Heart - The last blog told you that Brandon flunked the EKG and the hospitalist wanted Brandon to be seen by a cardiologist. After I posted I received a great recommendation for a heart physician and we met with him last week. As I suspected the EKG appears to be normal. But Brandon does have PDA (Patent Ductus Arteriosis) which is an unclosed hole in the aorta. (Before a baby is born, the fetus's blood does not need to go to the lungs to get oxygenated. The ductus arteriosis is a hole that allows the blood to skip the circulation to the lungs. However, when the baby is born, the blood must receive oxygen in the lungs and this hole is supposed to close. If the ductus arteriosis is still open (or patent) the blood may skip this necessary step of circulation. The open hole is called the patent ductus arteriosis.) This is very common. Many of you had this and never knew it. Usually the hole will close up after birth, but in some cases it does not.

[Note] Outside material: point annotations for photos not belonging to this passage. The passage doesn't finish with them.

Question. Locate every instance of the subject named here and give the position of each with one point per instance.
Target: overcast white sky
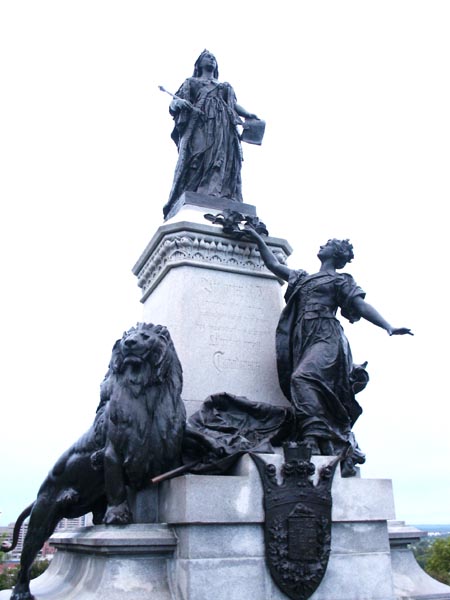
(356, 97)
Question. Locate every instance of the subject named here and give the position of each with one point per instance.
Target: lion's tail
(8, 546)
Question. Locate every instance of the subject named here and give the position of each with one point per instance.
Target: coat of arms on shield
(297, 526)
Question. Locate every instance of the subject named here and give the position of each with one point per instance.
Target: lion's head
(145, 356)
(141, 397)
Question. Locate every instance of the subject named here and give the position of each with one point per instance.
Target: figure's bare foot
(22, 592)
(118, 515)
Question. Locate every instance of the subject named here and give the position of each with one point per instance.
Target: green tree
(437, 563)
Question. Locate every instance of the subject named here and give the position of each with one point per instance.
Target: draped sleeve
(181, 117)
(295, 278)
(347, 291)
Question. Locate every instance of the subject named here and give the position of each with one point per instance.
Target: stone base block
(212, 547)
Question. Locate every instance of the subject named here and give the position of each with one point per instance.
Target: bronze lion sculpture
(137, 434)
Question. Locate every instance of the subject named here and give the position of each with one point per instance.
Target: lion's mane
(141, 411)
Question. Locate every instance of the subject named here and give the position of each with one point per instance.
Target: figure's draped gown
(209, 150)
(315, 364)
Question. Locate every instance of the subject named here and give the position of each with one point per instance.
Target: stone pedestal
(212, 546)
(220, 303)
(221, 546)
(222, 307)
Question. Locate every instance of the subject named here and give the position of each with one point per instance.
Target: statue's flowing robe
(314, 360)
(209, 149)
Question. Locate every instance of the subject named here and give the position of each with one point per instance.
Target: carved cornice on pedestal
(205, 246)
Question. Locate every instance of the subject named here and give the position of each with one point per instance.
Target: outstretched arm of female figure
(270, 260)
(368, 312)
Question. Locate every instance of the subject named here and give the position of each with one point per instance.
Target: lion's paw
(118, 515)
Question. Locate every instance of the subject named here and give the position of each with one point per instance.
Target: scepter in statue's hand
(182, 102)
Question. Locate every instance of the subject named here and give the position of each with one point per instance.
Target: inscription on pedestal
(232, 323)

If you read on this, it is normally not an issue until possibly later in life when there is a slight risk of stroke if the hole does not close. It also can be a risk in a very long surgery such as Brandon's especially if the hole has grown. We are testing to see if the hole has grown so we have a better idea on possible heart risks for Brandon during this long surgery. Brandon has no signs of any heart issues at this point and Brandon had previous testing on this 8 years ago. At that time there was still a hole in the heart and it had not grown. So I am expecting the same with the next test.

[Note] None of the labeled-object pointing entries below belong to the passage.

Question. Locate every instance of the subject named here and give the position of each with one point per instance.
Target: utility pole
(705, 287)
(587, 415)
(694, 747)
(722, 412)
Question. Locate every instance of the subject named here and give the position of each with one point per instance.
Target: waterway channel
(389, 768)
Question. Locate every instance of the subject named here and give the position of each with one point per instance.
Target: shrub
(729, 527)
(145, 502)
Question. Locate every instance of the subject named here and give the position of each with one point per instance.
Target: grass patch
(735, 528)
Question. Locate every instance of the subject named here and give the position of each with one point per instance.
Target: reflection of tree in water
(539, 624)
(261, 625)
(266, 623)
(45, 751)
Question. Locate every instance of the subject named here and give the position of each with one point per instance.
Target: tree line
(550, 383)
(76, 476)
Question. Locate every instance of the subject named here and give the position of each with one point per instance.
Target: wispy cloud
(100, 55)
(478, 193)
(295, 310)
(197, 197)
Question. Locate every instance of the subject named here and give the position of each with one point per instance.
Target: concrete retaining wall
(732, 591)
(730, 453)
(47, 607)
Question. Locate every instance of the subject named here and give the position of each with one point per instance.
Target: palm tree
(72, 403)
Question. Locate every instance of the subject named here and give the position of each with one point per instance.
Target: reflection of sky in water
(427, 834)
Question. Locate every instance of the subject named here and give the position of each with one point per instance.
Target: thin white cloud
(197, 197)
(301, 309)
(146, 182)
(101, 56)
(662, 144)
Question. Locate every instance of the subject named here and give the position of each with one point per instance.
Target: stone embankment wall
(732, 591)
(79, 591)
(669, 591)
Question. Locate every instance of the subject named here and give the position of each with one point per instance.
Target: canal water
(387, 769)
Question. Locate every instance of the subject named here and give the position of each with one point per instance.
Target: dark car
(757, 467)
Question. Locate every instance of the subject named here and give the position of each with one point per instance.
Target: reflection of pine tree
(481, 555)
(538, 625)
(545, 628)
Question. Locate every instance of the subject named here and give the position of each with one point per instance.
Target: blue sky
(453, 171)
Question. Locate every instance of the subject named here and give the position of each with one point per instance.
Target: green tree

A little surprise, the foot - The reason we know Brandon has severe osteoporosis is because Brandon's foot swelled last year and he was limping on it. We had an x-ray at the PCP's office and he said that Brandon's bone health did not look good. Two weeks ago Brandon's foot swelled again. This time the radiologist also said Brandon's bone health did not look good. Brandon has problems with his feet for 20 years. Breaking them, spasticity, one foot curving in like a C. Not unlike this decision we had many recommendations on how to repair the feet ranging from do nothing to do surgery on both feet and hamstrings. But the feet have always been the worst and the scoliosis was secondary. I have been ignoring the feet. After this last swollen foot, I consulted with Scottish Rite on what they recommend we do (they operated on one of he feet). They would like the foot checked as well, but with a physician who specializes in feet and has done surgery on many complex patients. We haven't checked the foot since we left Scottish Rite 7 years ago. We are seeing another doctor on the feet in Dallas.
One last point. How does Brandon get to see all these doctors all over Texas? He has private insurance, regular Medicare and regular Medicaid. But Brandon is about to turn 25. There is a federal law that allows parents to continue coverage for their adult children on their insurance beyond 25, but they must be totally disabled. Brandon turns 26 in December. I will be applying for Brandon to continue with my commercial insurance policy to allow coverage beyond 25. I will also blog about the process in the future for any family wondering how to do this process.
It has been an exhausting couple of weeks but glad we are getting some great expert advise. Only a few other appointments and then some down time while we look at all options and go to see Paul McCartney. Did I mention he released his new CD and we listened to it on our drive to Houston. Preparing for the big gig. Also Brandon will be doing another radio show this Monday Sept 17th on KOOP radio with Rush Evans. He will be interviewing Van Wilks (Texas guitar god) and Stephen Doster and Andy Salmon (before their upcoming John Lennon Tribute). More later.